IT’S not the ideal way to wake up – paralysed by fear.
For many of us, however, that is exactly how our day begins, and it can be a terrifying experience.
Sleep paralysis, which can last a couple of minutes at its worst, is when we are falling asleep or waking up and we are aware but unable to move or speak.
For some, it means we hallucinate, sensing things that aren’t really there.
We may imagine we hear, feel or see something that puts the fear of God into us and, while the whole dreadful thing may occur just once in our lives, it can also happen to many of us time and time again.
Sleep paralysis can strike at perfectly healthy people, as well as those less fortunate – for some, having too much stress in our lives, or simply enjoying too much coffee during the day, can help trigger such episodes.
It can also run in the family, though not always, and the boffins reckon the underlying cause is a problem with REM, Rapid Eye Movement.
This is the sleep phase in which our eyes move rapidly, our muscles are at their most relaxed and our dreams are most vivid.
When there are problems at this time, they can be big ones, and sadly the treatments available for sleep paralysis are pretty poor and it’s not a topic that has been studied enough.
Anyone who has read Sigmund Freud’s Interpretation Of Dreams will know just how fascinating a subject this is.
The founder of psychoanalysis described how even in our deepest sleep, we can hear such things as alarm clocks and include them in our dreams – we don’t want to be wakened from it, so we involve what we were hearing in the real, wide-awake world.
One person in the book who was sleeping was lightly touched by water and sand, the heating was turned up, and the occasional cold air was blown at them, too.
They later reported that they had dreamed about being on a lovely beach, in the sun but with a nice breeze.
Sadly, many of us experience more sinister things.
When one person spoke on the internet about his dreams, in which he thought he could see a shadowy figure in his hall, woke up and rushed out of bed to challenge the person, he was not alone.
Countless others online responded, describing how they had also had a strikingly similar dream, felt paralysed with fear but then rushed to challenge the figure, only to realise it had been a dream.
What the experts would love to know, and which even a genius like Freud couldn’t explain, was why so many of us have very similar dreams or nightmares at certain times.
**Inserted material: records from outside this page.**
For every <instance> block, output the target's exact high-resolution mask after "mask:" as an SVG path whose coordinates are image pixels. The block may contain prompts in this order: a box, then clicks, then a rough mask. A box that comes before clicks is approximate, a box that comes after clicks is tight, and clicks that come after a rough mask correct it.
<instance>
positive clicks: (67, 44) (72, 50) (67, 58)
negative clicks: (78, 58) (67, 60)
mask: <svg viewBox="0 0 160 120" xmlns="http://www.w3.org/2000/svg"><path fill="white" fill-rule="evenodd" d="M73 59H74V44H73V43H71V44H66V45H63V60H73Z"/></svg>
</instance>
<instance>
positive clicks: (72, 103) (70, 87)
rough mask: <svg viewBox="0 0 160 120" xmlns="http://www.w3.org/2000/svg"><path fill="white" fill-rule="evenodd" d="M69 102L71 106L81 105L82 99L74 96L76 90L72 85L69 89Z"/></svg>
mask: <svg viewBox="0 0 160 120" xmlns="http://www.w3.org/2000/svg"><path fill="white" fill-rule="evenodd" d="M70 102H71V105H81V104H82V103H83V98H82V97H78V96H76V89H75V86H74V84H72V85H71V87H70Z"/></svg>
To some, everything we experience during our waking hours has a big impact.
Scary characters in movies, for instance, are often very like the disturbing characters we see while dreaming, or even when we wake and are still struggling with our sleep paralysis.
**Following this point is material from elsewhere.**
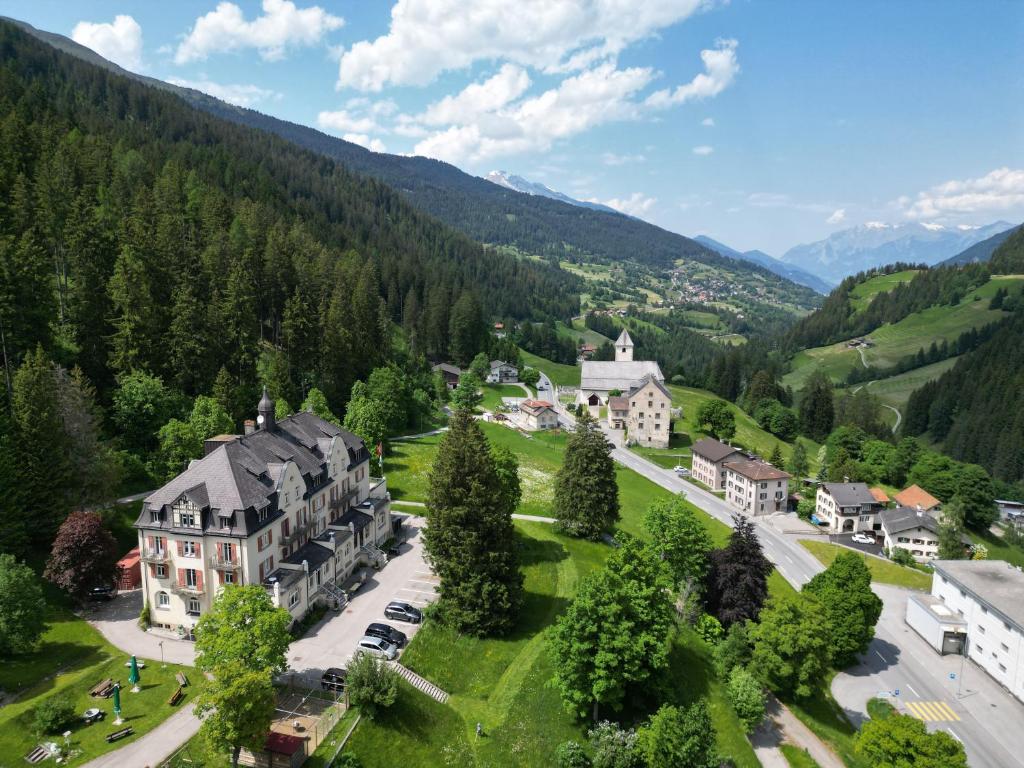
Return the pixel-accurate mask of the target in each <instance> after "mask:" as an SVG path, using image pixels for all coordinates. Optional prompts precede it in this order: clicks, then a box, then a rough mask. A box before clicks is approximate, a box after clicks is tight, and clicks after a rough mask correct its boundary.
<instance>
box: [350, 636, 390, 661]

Many people have described the feeling of having something or someone pressing down hard on their chest, drawing the breath out of them.
This description goes back to ancient times, long before Alfred Hitchcock and Wes Craven or Hammer Horrors gave us plenty of terrifying figures to have nightmares about.
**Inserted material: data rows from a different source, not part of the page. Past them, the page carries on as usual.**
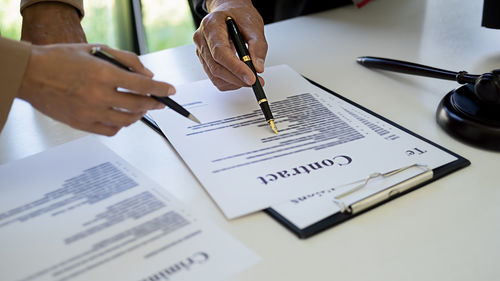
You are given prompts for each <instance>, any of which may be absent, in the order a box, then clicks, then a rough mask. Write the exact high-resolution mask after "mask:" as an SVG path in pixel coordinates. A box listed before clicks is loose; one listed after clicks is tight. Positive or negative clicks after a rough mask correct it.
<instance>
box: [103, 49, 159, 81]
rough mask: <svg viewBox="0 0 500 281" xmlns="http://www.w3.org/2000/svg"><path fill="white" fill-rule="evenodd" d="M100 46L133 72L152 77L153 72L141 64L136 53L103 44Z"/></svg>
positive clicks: (141, 62) (152, 75)
mask: <svg viewBox="0 0 500 281" xmlns="http://www.w3.org/2000/svg"><path fill="white" fill-rule="evenodd" d="M101 48H102V49H103V50H104V51H105V52H107V53H109V54H111V55H112V56H113V57H114V58H115V59H116V60H118V61H119V62H121V63H123V64H124V65H126V66H128V67H130V68H131V69H132V71H133V72H136V73H139V74H142V75H145V76H147V77H150V78H152V77H153V72H151V70H149V69H147V68H146V67H145V66H144V65H143V64H142V62H141V61H140V60H139V57H138V56H137V55H136V54H134V53H132V52H128V51H121V50H115V49H112V48H109V47H107V46H104V45H101Z"/></svg>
From remote tribes to Ancient Greeks, from Japanese folklore to Canadian oral tradition, people have reported this dream over and over again.
It’s often female, and often a devilish-looking being, and those who go through it are understandably frightened and panic until they get fully awake.
The point is, some reckon, that REM leaves the muscles out of action, totally relaxed, and that is why we are still paralysed after we wake.
It’s thought that the muscles go this way to prevent us getting up while asleep and doing things during a dream.
As anyone who has a sleepwalker in the house knows, it can be deeply disturbing for them and everyone else.
Sleep paralysis, however, is also the stuff of nightmares.